Jhon langsung menoleh ke arah si pemilik suara, sedangkan Esme refleks langsung bergelayut manja pada Jhon meminta dukungan. Jhon yang menangkap tingkah Esme sebagai tanda bahwa sandiwara harus dimulai disini memulai aksinya pula.
Arthur Shelby berdiri dihadapan mereka semua, meski hanya berdiri saja tetapi aura yang terpancar dari pria itu pekat sekali dengan intimidasi. Tidak seperti semua orang, pria itu justru hadir ditengah mereka semua tanpa topeng di wajah. Dia melangkah dengan arogansi penuh mendekati calon tunangannya tanpa mempedulikan keberadaan Jhon yang ada berdiri disamping Esme.

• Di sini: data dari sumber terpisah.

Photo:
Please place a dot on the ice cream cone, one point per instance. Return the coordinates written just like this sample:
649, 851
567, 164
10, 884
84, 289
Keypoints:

Situasi itu kontan menarik perhatian para tamu yang lain. Memang bukan rahasia umum bila Esme Enderson adalah tipe perempuan yang hobby berbuat onar. Tetapi kehadirannya dengan lelaki lain di acara yang diselenggarakan oleh sang calon tunangan adalah sebuah topik gosip paling panas yang siap disebarluaskan dari mulut kemulut esok harinya. Semua orang menunggu apa yang akan terjadi dan buat Esme inilah saatnya. Tirai pertunjukan sudah dibuka.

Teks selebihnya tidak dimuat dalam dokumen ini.